Under Nagel's political conception socioeconomic justice is 'fully associative' (p. 127). The relationship that we stand with to each other as fellow citizens is the basis of us having duties of justice towards each other. Why? For Nagel it is because the societal rules which govern our relationships with each other as fellow citizens are coercively imposed - the state is not a voluntary organisation (p. 128).

'Without being given a choice, we are assigned a role in the collective life of a particular society... thereby supporting the insitutions through which advantages and disadvantages are created and distributed. Insofar as those institutions admit arbitrary inequalities, we are, even though the responsibility has been simply handed to us, responsible for them, and we therefore have standing to ask why we should accept them' (p. 129).

Nagel argues that there are seperate humanitarian duties and basic rights which do not depend on this type of coercive community, but apply universally (p. 130-1). He maintains however that the obligations of socioeconomic justice remain restricted to within this type of community. He also rejects the claim that this type of coercive relationship now obtains at the international level, and so remains committed to socioeconomic justice being a matter for within states (p. 137).

This conclusion is clearly non-cosmopolitan. There are two different routes that a cosmopolitan can take to dispute it.

The first route involves accepting his relational conception of justice. There are then two seperate lines of argument that can be pursued. The first strategy for a relational cosmopolitan involves arguing that the coercive conditions under which considerations of justice arise do actually exist at a global level, and so socioeconomic obligations are relevant globally. The second strategy for a relational cosmopolitan involves arguing that Nagel's conception of coercive institutions giving rise to considerations of justice is false, and putting forward an alternative conception. This is a course that has been pursued by many of the commentators on Nagel whom I will be discussing at a later date.

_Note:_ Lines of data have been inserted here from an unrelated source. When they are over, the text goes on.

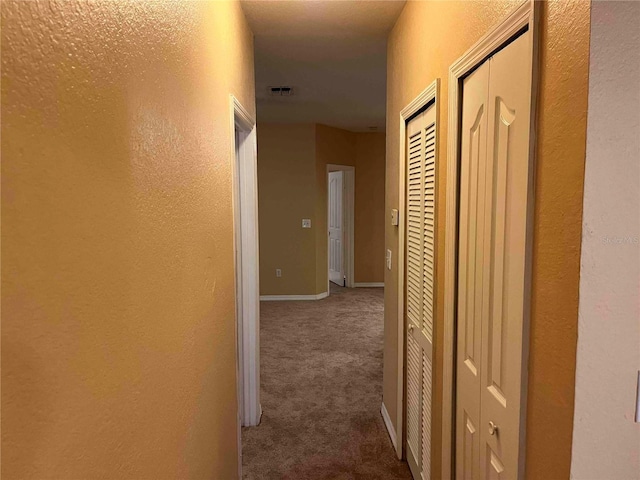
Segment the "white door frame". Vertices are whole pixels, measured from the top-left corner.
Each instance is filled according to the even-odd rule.
[[[234,251],[236,258],[236,375],[238,429],[258,425],[260,407],[260,285],[258,271],[258,162],[256,121],[230,95],[233,159]],[[236,129],[240,145],[236,157]],[[239,206],[238,206],[239,203]],[[240,235],[238,235],[238,232]],[[240,442],[240,432],[238,432]],[[240,452],[240,450],[239,450]]]
[[[447,139],[447,186],[446,186],[446,222],[445,222],[445,266],[444,266],[444,345],[443,345],[443,393],[442,393],[442,478],[452,479],[455,476],[453,463],[455,451],[455,310],[456,310],[456,259],[458,240],[458,178],[460,160],[460,118],[462,101],[460,98],[463,79],[482,62],[504,47],[518,33],[527,29],[532,38],[532,81],[531,81],[531,131],[529,134],[529,198],[527,199],[527,258],[525,260],[525,312],[523,332],[522,363],[522,415],[526,415],[527,369],[529,353],[529,303],[531,284],[531,251],[533,243],[533,204],[535,177],[535,140],[536,112],[538,91],[538,23],[540,3],[525,0],[516,7],[499,25],[492,28],[478,40],[462,57],[449,68],[449,121]],[[523,419],[524,420],[524,419]],[[523,477],[524,441],[526,421],[521,421],[520,468],[518,478]]]
[[[344,243],[344,274],[347,276],[347,287],[353,288],[354,277],[354,230],[355,230],[355,192],[356,168],[348,165],[327,165],[327,295],[331,292],[329,280],[329,172],[342,171],[342,241]]]
[[[438,101],[438,97],[440,95],[440,79],[436,78],[427,88],[425,88],[416,98],[414,98],[409,105],[404,107],[400,111],[400,154],[398,157],[398,192],[399,195],[399,208],[398,212],[400,214],[400,219],[398,221],[399,227],[399,242],[398,242],[398,393],[397,393],[397,417],[396,417],[396,438],[394,440],[394,445],[396,447],[396,455],[398,458],[402,459],[404,442],[405,442],[405,431],[404,431],[404,417],[405,417],[405,408],[404,408],[404,390],[405,390],[405,351],[404,351],[404,336],[405,336],[405,315],[404,315],[404,307],[405,307],[405,235],[406,235],[406,169],[407,169],[407,159],[406,155],[406,140],[407,140],[407,121],[418,113],[420,110],[425,108],[430,103],[434,103],[436,108],[436,152],[439,151],[439,137],[440,137],[440,129],[437,127],[440,118],[440,105]],[[436,172],[438,171],[438,160],[436,158]],[[437,173],[436,173],[437,175]],[[436,182],[437,185],[438,182]],[[437,186],[436,186],[437,189]],[[437,201],[437,193],[436,193],[436,201]],[[436,207],[437,212],[437,207]],[[437,231],[437,213],[436,213],[436,231]],[[437,241],[437,239],[436,239]],[[434,265],[434,269],[437,268],[437,265]],[[435,277],[435,271],[434,271]],[[435,293],[435,292],[434,292]],[[437,297],[437,295],[434,295]],[[387,411],[387,408],[382,404],[383,411]],[[393,432],[389,433],[393,435]]]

The alternative route, which is the one I find most appealing, is to reject Nagel's relational approach to justice. If we pursure a non-relational, or 'cosmopolitan' approach, then as Nagel says, we will be committed to global redistributive justice. Nagel admits that this conception 'has considerable moral appeal' (p. 126) but does not spend any time attempting to defend he. He chooses the relational, or 'political' approach 'partly because I believe that the political conception is accepted by most people in the privileged nations of the world, so that, true or false, it will have a significant role in determining what happens' (p. 126). To me this seems like a reason not to go with this conception, not a reason to go with it - it's plausible that such a conception is accepted by people in the privileged nations because such a conception supports their continued privilege.